NEW YORK Like a gallon of gasoline, the price of a human leg is all about supply and demand.
And it's a seller's market.
"There's a lot of money to be made on corpses," said Joshua Slocum, executive director of the nonprofit Funeral Consumers Alliance.
Over the past two decades, the tissue industry has exploded into a billion-dollar business, creating a huge demand for ligaments, tendons, bones and other valuable body parts.
But there are simply not enough bodies as companies try to keep pace with an increasing number of procedures that use allografts, or cadaver tissue.
"We are growing quite fast," said James Forsell, president of the American Association of Tissue Banks and vice president of Tissue Banks International Inc. "We're growing because of the need."
The tissue trade is complicated by a long-standing law that forbids the buying and selling of body parts. The law, however, hasn't stopped people from doing just that every day.
Here's how it works. Companies charge fees or "reasonable payments associated with the removal, transportation, implantation, processing, preservation, quality control and storage of a human organ," according to the National Organ Transplant Act of 1984.
But these fees are illusory, argues Michele Goodwin, author of "Black Markets: The Supply and Demand of Body Parts."
"There's such a markup that they're really much more like a payment, not a nominal fee," she said. "We are talking about business operations that have strict pecuniary interests."

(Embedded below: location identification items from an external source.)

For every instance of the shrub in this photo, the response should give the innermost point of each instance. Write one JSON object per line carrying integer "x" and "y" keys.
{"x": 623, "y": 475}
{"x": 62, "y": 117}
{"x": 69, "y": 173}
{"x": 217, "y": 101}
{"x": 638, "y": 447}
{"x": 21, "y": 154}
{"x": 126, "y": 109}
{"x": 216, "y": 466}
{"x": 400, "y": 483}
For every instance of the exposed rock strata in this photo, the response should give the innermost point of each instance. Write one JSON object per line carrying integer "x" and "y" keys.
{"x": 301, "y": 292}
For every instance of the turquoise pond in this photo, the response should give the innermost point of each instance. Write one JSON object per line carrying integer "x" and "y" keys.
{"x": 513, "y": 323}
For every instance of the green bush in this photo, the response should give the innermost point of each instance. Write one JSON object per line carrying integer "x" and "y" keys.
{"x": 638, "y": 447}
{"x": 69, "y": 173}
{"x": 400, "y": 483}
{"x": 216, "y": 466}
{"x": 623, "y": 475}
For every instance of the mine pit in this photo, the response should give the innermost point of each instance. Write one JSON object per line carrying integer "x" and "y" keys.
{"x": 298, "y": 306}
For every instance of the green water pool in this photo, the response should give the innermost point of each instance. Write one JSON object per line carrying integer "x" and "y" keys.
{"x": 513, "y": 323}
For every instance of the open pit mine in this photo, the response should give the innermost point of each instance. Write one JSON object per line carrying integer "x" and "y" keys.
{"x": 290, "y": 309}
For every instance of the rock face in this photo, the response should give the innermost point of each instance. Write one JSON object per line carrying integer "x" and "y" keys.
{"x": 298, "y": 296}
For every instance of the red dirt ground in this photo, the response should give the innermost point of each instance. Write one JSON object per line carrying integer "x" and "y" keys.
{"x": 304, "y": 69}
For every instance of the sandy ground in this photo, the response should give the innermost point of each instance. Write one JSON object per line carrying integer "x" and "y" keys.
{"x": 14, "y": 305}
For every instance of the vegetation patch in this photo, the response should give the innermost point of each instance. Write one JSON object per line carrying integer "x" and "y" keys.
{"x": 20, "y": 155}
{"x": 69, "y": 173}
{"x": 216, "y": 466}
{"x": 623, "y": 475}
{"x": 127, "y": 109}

Money is being made hand (which goes for $350 to $850) over foot ($200 to $400 each), according to the new book "Body Brokers" by Annie Cheney.
Executives are earning generous salaries, and the companies for which they work are generating huge revenues thanks to advances in modern medicine that can transform tissue into a variety of implants such as a skin graft or bone chip.
But this is an industry unlike others, comprising a hodgepodge of players, all of them angling to get tissue from the 20,000 people who donate their bodies a year.
On one side of the industry sits for-profit companies that process the tissue. On the other, competing nonprofits such as tissue banks that make up the backbone of the industry.